Using [split-folders](https://pypi.org/project/split-folders/) library, we will separate the dataset into a **trainset** and **testset**. We will then use the [os.listdir()](https://www.geeksforgeeks.org/python-os-listdir-method/) and [os.path.join](https://www.geeksforgeeks.org/python-os-path-join-method/) methods to create file paths for the original image, and its predicted output from ResNet.

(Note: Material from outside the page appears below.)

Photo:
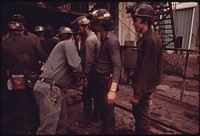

Lastly, we will feed each image through ResNet to attain a prediction. ResNet predictions will be stored in x-lists (x_train, x_test), while the original image will be stored in y-lists (y_train, y_test).

In [None]:
# Create train-val-test split (70-10-20 split), and create a output directory
input_folder = "/kaggle/input/ct-kidney-dataset-normal-cyst-tumor-and-stone/CT-KIDNEY-DATASET-Normal-Cyst-Tumor-Stone/CT-KIDNEY-DATASET-Normal-Cyst-Tumor-Stone"
output = "/kaggle/working/"
splitfolders.ratio(input_folder, output = output, seed = 42, ratio = (.7, .1, .2))

In [None]:
# Embed every file in the train set


# Set trainset and testset directory
train = "/kaggle/working/train"
test = "/kaggle/working/test"


# Create an empty list to store flattened image array encoding that we will pass through ResNet
x_train = []
y_train = []


# For every image in the trainset, we want to perform the following tasks:
# 1. Resize image to appropriate dimensions
# 2. Convert image to an array using Numpy
# 3. Preprocess the Numpy array encoding of each image through ResNet
# 4. Run each image through ResNet to make a prediction
# 5. Flatten each prediction into 1 dimension
# 6. Append the ResNet predicted images into x_train
# 7. Append original image into y_train
for i in os.listdir(train):
    for j in os.listdir(os.path.join(train, i)):
        img = cv2.imread(os.path.join(train, i, j))
        img = cv2.resize(img, (150, 150))
        img = image.img_to_array(img)
        img = resnet50.preprocess_input(np.expand_dims(img.copy(), axis = 0))
        img = res_model.predict(img)
        img = img.flatten()
        x_train.append(img)
        y_train.append(i)

In [None]:
# Embed every file in the test set


# Create an empty list to store flattened image array encoding that we will pass through ResNet
x_test = []
y_test = []


# For every image in the testset, we want to perform the following tasks:
# 1. Resize image to appropriate dimensions
# 2. Convert image to an array using Numpy
# 3. Preprocess the Numpy array encoding of each image through ResNet
# 4. Run each image through ResNet to make a prediction
# 5. Flatten each prediction into 1 dimension
# 6. Append the ResNet predicted images into x_test
# 7. Append original image into y_test
for i in os.listdir(test):
  for j in os.listdir(os.path.join(test,i)):
    img = cv2.imread(os.path.join(test, i, j))
    img = cv2.resize(img,(150, 150))
    img = image.img_to_array(img)
    img = resnet50.preprocess_input(np.expand_dims(img.copy(), axis = 0))
    img = res_model.predict(img)
    img = img.flatten()
    x_test.append(img)
    y_test.append(i)

***

<div id = "part3">
    <h1>
        Part 3: Applying ResNet Output To ML Models
    </h1>
</div>

In this segment, 2 models will be used to predict the accurate kidney conditions: Random Forest and Neural Network

In [None]:
# Using Random Forest
rf_model = ensemble.RandomForestClassifier()
rf_model.fit(x_train, y_train)
pred = rf_model.predict(x_test)
cm = confusion_matrix(y_test, pred)
print(cm)
print(accuracy_score(y_test, pred))

In [None]:
# Using Neural Network
nn_model = neural_network.MLPClassifier()
nn_model.fit(x_train, y_train)
pred = nn_model.predict(x_test)
cm = confusion_matrix(y_test, pred)
print(cm)
print(accuracy_score(y_test, pred))

**Comparing Accuracy Of Different Models On Test Set (4 d.p.):**

* ResNet + Random Forest     = 0.9952
* ResNet + Neural Network    = 0.9992

Both ML models boast extremely high accuracy scores, however **ResNet + Neural Network** achieved the highest accuracy of **0.9992**.

While ResNet is a powerful tool that can improve the performance of image prediction, a **significant amount of time is needed to embed every image file**. For this project, the trainset required roughly **40 + mins**, while the test set required roughly **10 + mins**.